Some of you may have heard about or even read the 105 page report by Justice Annemarie E. Bonkalo, dated December 31, 2016. I have read it, well maybe not the full 105 pages but certainly a good portion of it; there were a few pages I could skip over. You can review the report here.
Justice Bonkalo was appointed by the Attorney General and the Treasurer of the Law Society of Upper Canada to lead a review of the provision of family legal services by persons other than lawyers. (Note: The scope of the family law services review does not include child protection matters under the Child and Family Services Act.) Paralegals practicing in family law is a hot topic.
I am a licensed paralegal working within a firm with my main focus in the area of personal injury and, specifically, accident benefits under the Statutory Accident Benefits Schedule. Currently, licensed paralegals can practice in many areas such as Small Claims Court, Ontario Court of Justice under the Provincial Offences Act, summary conviction offences under the Criminal Code of Canada (where a maximum penalty does not exceed six months’ imprisonment and/or a $5,000 fine) and before administrative tribunals including the Financial Services Commission of Ontario, CPP/ODSP and WSIB. A licensed paralegal can give legal advice concerning legal interests, rights or responsibilities with respect to a proceeding or the subject matter of a proceeding, draft or assist with drafting documents for use in a proceeding and can negotiate on behalf of a person who is a part to a proceeding.
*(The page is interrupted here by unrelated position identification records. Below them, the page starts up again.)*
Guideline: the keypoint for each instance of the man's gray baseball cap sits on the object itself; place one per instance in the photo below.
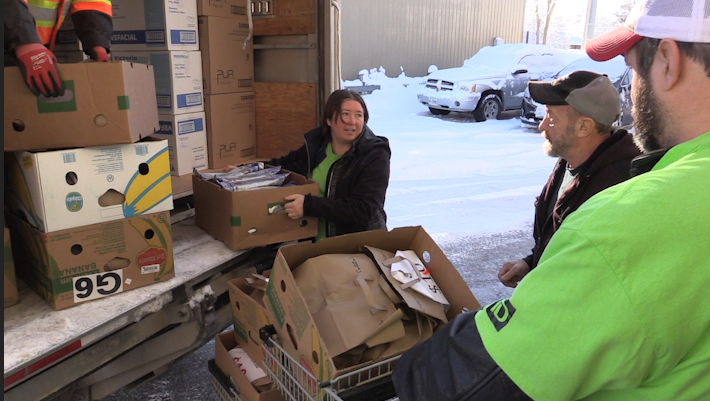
(592, 94)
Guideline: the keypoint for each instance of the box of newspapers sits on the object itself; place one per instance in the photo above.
(243, 206)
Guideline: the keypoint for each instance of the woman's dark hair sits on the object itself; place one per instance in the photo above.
(334, 106)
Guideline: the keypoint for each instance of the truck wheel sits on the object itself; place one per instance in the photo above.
(489, 108)
(438, 112)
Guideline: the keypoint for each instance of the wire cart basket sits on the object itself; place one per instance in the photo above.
(224, 388)
(370, 383)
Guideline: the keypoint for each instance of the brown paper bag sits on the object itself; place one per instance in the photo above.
(348, 305)
(412, 298)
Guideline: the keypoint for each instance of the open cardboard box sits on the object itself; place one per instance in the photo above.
(81, 264)
(104, 104)
(63, 189)
(286, 306)
(248, 310)
(225, 342)
(248, 219)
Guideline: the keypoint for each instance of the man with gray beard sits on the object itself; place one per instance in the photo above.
(618, 307)
(580, 108)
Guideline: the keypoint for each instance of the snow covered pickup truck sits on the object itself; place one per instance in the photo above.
(91, 350)
(490, 82)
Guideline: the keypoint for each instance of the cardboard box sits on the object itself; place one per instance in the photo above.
(95, 111)
(66, 39)
(71, 57)
(222, 8)
(247, 392)
(187, 141)
(62, 189)
(231, 128)
(248, 310)
(11, 295)
(178, 78)
(154, 25)
(81, 264)
(226, 66)
(286, 306)
(252, 218)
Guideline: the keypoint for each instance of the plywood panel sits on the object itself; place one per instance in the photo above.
(284, 112)
(291, 17)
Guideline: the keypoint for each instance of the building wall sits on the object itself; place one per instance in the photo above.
(415, 34)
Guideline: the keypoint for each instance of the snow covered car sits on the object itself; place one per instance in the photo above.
(491, 81)
(617, 71)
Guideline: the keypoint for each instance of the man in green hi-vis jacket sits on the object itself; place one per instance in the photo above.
(619, 306)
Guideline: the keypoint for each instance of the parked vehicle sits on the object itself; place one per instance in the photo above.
(619, 74)
(491, 81)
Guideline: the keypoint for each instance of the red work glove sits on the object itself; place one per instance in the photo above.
(39, 68)
(98, 53)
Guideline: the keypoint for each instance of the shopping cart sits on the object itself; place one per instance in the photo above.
(224, 387)
(370, 383)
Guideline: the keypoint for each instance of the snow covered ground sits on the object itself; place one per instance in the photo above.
(453, 176)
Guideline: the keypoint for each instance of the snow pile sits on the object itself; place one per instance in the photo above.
(504, 58)
(451, 175)
(200, 295)
(152, 306)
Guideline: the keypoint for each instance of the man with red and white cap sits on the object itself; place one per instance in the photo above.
(618, 307)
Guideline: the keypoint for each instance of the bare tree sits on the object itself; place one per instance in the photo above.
(543, 14)
(623, 11)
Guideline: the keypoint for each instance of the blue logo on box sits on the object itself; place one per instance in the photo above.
(74, 201)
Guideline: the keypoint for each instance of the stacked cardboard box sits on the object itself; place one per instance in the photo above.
(88, 193)
(228, 76)
(11, 295)
(246, 296)
(163, 33)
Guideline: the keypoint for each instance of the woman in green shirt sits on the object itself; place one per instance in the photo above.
(351, 166)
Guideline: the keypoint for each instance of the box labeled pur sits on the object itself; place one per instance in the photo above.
(227, 66)
(81, 264)
(62, 189)
(154, 25)
(223, 8)
(247, 219)
(187, 141)
(104, 104)
(178, 78)
(231, 128)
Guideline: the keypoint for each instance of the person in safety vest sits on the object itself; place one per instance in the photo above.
(31, 28)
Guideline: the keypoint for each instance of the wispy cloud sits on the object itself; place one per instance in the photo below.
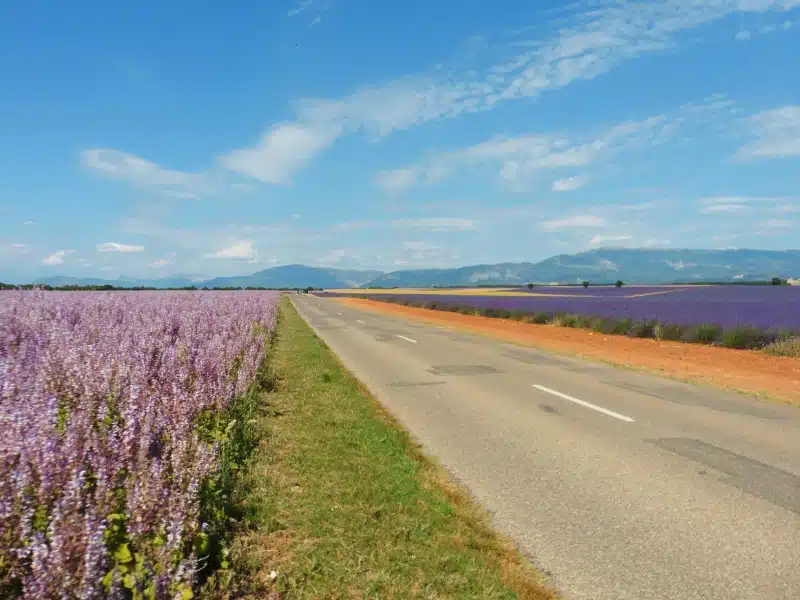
(435, 224)
(517, 159)
(116, 164)
(592, 39)
(117, 247)
(574, 222)
(242, 250)
(599, 240)
(777, 134)
(56, 258)
(569, 184)
(281, 152)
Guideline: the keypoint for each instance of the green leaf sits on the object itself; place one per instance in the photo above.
(123, 554)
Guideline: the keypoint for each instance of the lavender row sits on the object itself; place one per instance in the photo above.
(101, 461)
(668, 308)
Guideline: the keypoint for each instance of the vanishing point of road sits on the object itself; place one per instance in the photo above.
(617, 484)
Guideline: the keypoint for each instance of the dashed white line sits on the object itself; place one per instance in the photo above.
(585, 404)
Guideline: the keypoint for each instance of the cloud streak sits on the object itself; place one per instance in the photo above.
(592, 40)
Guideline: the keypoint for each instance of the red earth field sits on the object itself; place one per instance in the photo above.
(747, 371)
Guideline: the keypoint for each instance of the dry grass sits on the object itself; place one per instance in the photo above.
(340, 502)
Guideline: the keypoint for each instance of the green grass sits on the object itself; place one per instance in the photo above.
(788, 347)
(340, 504)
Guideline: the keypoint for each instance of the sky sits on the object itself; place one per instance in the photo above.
(146, 139)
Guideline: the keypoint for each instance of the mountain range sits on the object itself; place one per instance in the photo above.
(657, 266)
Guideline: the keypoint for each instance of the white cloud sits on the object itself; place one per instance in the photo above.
(301, 7)
(590, 41)
(725, 208)
(116, 164)
(577, 221)
(777, 134)
(778, 223)
(518, 158)
(117, 247)
(604, 239)
(569, 184)
(57, 257)
(281, 152)
(397, 180)
(436, 224)
(334, 256)
(243, 249)
(419, 246)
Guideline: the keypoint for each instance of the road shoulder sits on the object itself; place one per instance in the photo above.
(340, 503)
(767, 377)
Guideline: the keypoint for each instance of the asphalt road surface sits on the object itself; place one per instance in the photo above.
(617, 484)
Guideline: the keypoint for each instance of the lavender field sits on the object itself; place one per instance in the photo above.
(115, 411)
(766, 307)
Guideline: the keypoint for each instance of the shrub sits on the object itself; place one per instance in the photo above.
(617, 327)
(746, 338)
(702, 334)
(597, 324)
(786, 347)
(644, 329)
(668, 331)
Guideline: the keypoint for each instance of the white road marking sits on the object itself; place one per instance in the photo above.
(600, 409)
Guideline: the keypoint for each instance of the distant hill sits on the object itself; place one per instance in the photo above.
(291, 276)
(598, 266)
(610, 264)
(287, 276)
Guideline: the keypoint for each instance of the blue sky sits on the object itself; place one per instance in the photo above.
(152, 138)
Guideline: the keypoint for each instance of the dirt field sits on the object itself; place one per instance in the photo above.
(747, 371)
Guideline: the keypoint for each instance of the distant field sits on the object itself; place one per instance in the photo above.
(769, 308)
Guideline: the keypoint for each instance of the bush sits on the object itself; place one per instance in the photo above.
(703, 334)
(644, 329)
(668, 331)
(597, 324)
(787, 347)
(746, 338)
(617, 327)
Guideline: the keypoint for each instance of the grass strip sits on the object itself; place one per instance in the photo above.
(339, 503)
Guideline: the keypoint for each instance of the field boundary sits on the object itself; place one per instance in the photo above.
(774, 378)
(340, 502)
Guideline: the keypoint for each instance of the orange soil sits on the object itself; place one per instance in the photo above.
(747, 371)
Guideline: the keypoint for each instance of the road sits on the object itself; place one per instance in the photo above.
(617, 484)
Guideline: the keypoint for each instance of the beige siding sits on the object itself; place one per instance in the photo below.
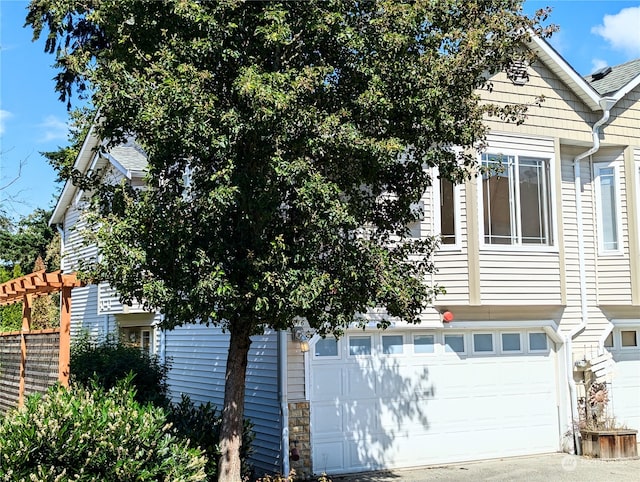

The goal here is to provide access to justice. There are a rising number of unrepresented litigants and Ontario’s Law Society is considering to allow paralegals to practice family law as a way of expanding the provision of legal services. There are people who do not qualify for legal aid and feel they cannot afford a lawyer. As indicated in the report, the Ministry of the Attorney General estimates that in 2014-2015, over 57% of Ontarians did not have any legal representation in family court. The legal fees place a massive burden on low and middle-income earners causing individuals to choose to self-represent. A litigant who is represented by a lawyer has a huge advantage over a self-represented litigant. This is where a licensed paralegal can help as we can offer the legal services and at a lower rate.
Should licensed paralegals eventually be allowed to practice in family law, we would be required to complete a diverse range of family law courses and have a specialized licensing exam. There is concern that a licensed paralegal would not possess the experience and critical thinking skills to adequately represent clients in family law matters. I can proudly say that I know licensed paralegals that have been practicing for many years who are fantastic advocates that would certainly do a better, more efficient job than a layperson attempting to navigate a very complex system themselves.
Licensed paralegals not only can work independently, but also work within law firms, as I do. Licensed paralegals and lawyers can work together and improve access to justice by offering routine legal services at lower rates. There are many areas of family law that a licensed paralegal is capable of doing and in other, more sensitive specialized areas such as child protection cases, lawyers may continue to be required.
If Ontario decides to allow paralegals to practice family law, it will take several years to implement. In my opinion, licensed paralegals can increase access to justice, ease the financial burden of family disputes, and increase the efficiency and fairness of court proceedings.